Founded by Trevor Milton, Nikola Motors (NKLA) aspire to bring commercially viable zero-emission vehicles, both electric and hydrogen, to the market. Brought into the market via SPAC, Nikola quickly bloomed into a $34 billion, despite never yet manufactured/delivered a single vehicle!
The controversial ex-Executive Chairman, who once claimed “Very few people can “out-Elon” Musk in this world, I’m one of them”, resigned from the company approximately 10 days after being alleged by a short seller of being an intricate fraud built on dozens of lies. In fact, there were already red flags in the early days in June when all of these unfolded. Interested readers can read about the allegations here.

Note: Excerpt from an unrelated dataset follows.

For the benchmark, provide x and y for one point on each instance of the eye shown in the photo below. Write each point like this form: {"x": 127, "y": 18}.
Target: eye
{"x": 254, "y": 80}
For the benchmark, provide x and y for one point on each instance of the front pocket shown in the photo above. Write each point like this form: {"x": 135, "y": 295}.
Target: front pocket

Obviously, we find the Nikola story interesting in many ways. First, the markets’ obsession for the electrification theme. This year alone, we saw about a dozen of EV (electric vehicle) or EV related companies entering the market.
Secondly, the change in fundamental valuation of pre-profit companies. Almost all EV companies are making a loss (except Tesla, and that’s also only on a GAAP basis), and are not expected to make any meaningful profit until 3-5 years (some argue longer!), so how did a company like Nikola, with no inherent technology can command a valuation of $34 billion? Are we sensing a change in the way the market value stocks? Time will tell.
Lastly, regardless whether Nikola is proven to be a lemon or not, it serves as a good case study on investment red flags. In fact, no one called the company Theranos 2.0 without any reason. Here’s a quote of the two visionary founders from Nikola and Theranos, respectively.
“First they think you’re crazy, then they fight you, and then all of a sudden you change the world.” - Elizabeth Holmes, Founder of Theranos
“When you’re changing the world, doing good things, and you’re an entrepreneur, these people love to try and take you down.” – Trevor Milton, Founder of Nikola
We’re not at all surprised if Nikola turns out to be just a glorified “drop-shipping” company after all.
Till then, let’s ride the volatility this month and see you in October.